Did I mention the part about how it’s an incredibly weird experience? Because it is. What you find when you click start and stop and start over and over is a spectacle of humanity, it’s 10,000 stories in the naked city. It’s also a lot of money shots, people who are looking too intensely at the camera for comfort, people in masks, people in masks dancing around, teenage boys and girls in clusters of three hovering over their computers. Some teenage boys told me they were drunk and bored, the teenage girls wouldn’t talk to me. There are about 4 men for every woman on the site, but it varies by time of day. If you click enough, you also find some people who are genuinely curious about actually talking to—connecting with—strangers. I stuck around long enough to find a few of those, and I asked them why they were there.
They were all young, all male, the ones who talked with me. There’s a tiny smile of recognition that passes between people who actually want to talk. I tried speaking out loud, with the audio on, and found it discomfiting and difficult to sustain a conversation. Text chat is much richer. It’s much easier to be vulnerable in writing, to have thoughtful responses, to ask disarming questions. You have a moment to think, to compose yourself.

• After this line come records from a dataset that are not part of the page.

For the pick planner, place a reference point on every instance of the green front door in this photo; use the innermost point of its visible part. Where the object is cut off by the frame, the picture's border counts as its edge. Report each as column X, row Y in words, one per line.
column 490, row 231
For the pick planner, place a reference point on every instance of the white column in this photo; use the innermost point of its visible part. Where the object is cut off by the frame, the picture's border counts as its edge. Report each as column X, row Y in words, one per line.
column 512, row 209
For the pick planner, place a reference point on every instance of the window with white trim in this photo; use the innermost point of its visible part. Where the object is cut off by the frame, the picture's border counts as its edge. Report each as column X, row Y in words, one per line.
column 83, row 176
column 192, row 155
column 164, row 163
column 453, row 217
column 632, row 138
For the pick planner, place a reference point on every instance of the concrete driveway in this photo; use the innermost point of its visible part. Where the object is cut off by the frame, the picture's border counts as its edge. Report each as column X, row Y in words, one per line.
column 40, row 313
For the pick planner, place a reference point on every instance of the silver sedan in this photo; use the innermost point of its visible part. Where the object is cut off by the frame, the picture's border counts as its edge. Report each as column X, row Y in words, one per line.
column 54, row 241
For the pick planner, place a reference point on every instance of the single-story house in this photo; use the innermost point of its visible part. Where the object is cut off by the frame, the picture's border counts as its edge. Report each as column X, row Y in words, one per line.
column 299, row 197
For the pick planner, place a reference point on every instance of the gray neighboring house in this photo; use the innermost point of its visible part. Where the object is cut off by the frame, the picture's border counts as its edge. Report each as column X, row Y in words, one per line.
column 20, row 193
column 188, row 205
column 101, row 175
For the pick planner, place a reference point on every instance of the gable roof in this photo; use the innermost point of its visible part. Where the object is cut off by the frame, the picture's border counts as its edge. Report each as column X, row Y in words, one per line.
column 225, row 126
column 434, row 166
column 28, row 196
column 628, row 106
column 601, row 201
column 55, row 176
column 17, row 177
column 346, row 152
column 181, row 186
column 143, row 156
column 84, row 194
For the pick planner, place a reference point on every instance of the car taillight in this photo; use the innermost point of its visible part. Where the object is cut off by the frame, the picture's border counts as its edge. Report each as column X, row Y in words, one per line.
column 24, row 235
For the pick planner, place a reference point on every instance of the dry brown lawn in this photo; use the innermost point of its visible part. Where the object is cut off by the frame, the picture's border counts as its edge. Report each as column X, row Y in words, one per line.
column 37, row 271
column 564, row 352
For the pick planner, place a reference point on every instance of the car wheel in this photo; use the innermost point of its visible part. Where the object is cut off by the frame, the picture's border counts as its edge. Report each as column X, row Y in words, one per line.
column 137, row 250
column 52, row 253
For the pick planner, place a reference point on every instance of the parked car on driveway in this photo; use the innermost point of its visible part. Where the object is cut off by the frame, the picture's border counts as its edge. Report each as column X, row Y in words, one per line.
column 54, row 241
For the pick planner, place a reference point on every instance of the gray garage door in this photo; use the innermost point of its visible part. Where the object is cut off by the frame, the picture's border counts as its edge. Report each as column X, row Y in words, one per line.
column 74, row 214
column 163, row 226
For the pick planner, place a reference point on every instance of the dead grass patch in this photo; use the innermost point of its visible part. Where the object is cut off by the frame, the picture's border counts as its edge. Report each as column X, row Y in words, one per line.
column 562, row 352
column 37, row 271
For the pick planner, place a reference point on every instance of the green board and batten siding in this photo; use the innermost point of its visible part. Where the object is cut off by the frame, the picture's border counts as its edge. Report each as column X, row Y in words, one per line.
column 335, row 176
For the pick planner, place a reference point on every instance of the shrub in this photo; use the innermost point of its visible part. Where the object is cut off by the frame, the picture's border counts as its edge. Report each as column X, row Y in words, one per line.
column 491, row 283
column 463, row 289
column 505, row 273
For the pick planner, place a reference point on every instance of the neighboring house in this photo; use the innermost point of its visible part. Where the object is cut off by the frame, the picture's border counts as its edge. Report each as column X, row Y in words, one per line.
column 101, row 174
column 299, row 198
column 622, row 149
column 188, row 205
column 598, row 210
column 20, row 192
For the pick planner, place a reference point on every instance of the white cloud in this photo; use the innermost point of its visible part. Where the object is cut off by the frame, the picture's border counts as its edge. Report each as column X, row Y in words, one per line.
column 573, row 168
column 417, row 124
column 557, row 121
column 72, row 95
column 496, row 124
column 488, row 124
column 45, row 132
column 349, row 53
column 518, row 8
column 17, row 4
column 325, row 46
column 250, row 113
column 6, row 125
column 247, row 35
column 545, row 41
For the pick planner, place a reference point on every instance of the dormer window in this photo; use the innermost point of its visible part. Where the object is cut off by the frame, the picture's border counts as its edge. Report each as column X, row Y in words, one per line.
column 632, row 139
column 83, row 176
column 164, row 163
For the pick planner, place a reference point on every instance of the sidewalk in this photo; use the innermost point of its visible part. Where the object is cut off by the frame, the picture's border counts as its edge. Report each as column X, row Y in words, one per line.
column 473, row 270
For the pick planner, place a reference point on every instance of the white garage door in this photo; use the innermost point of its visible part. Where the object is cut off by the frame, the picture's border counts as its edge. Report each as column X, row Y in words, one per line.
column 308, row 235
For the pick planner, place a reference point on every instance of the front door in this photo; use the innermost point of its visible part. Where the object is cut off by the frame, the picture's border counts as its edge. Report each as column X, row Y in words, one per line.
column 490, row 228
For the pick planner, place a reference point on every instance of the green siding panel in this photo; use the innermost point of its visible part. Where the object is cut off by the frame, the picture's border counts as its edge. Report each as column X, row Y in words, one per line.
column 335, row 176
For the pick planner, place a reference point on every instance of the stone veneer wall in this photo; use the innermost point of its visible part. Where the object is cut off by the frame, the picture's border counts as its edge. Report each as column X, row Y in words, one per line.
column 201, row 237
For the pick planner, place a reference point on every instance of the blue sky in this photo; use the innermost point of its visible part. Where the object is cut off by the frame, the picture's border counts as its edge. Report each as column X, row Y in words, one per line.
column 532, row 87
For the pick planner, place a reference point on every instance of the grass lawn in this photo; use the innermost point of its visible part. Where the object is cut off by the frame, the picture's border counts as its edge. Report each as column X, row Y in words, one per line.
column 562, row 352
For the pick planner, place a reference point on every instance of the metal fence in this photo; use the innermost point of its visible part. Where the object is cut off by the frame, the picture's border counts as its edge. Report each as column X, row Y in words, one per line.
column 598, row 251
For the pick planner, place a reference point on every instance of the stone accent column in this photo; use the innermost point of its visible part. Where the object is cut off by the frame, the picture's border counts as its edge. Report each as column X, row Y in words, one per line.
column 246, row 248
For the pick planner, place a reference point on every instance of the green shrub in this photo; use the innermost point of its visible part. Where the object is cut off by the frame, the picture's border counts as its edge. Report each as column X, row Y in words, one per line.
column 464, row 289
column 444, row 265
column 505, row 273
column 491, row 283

All the men I talked to wanted to talk about how many masturbators you end up seeing, and they wanted to know what I thought about it. “You have to look at about 400 dicks for every friend you make,” a man in Chicago told me. Another echoed the sentiment. He thought it was worth the trouble. “I get to talk to people I wouldn’t get to talk to in real life.” I asked why that was good. “It’s an adventure and I don’t have to go anywhere.”
Men in Holland and France were practicing their English (and I practiced a little French) and were talking to strangers because it was “unusual” and “funny.” One told me it was just like talking to someone on a train ride. Another said he lives in a small town and rarely sees a person he doesn’t know.
Three themes laced through every conversation I had. The men I talked to said it was a little addictive. They were intrigued and often joyful about the novelty of the system overall, and the fact that their brief connections felt like real connections.
There’s a grey area on the spectrum between the earnest conversationalists and the exhibitionists where you get flirtatious, suggestive talk of varying levels of intensity. A man I talked to in London told me he thought it was exciting, the strangers, the anonymity, the guarantee of never seeing each other again. I asked what kind of exciting. “It’s exciting like your awareness is heightened. And it’s sexually exciting.” He wanted to know if I felt the same way. I hadn’t felt that way with the earnest ones, but this man was bringing the idea of sex into the interaction. I didn’t want to pursue it any further—it was easy to see that he wanted to steer things into something beyond talk—but he was right. It was visual and anonymous and he was being seductive, and that was a little exciting.
After that I stuck to the innocent looking ones. “You’re beautiful,” one said to me, “what are you doing here?” I told him I was writing about it, and asked him what he was doing there. “It’s wonderful,” he said. “I get to see the whole world.”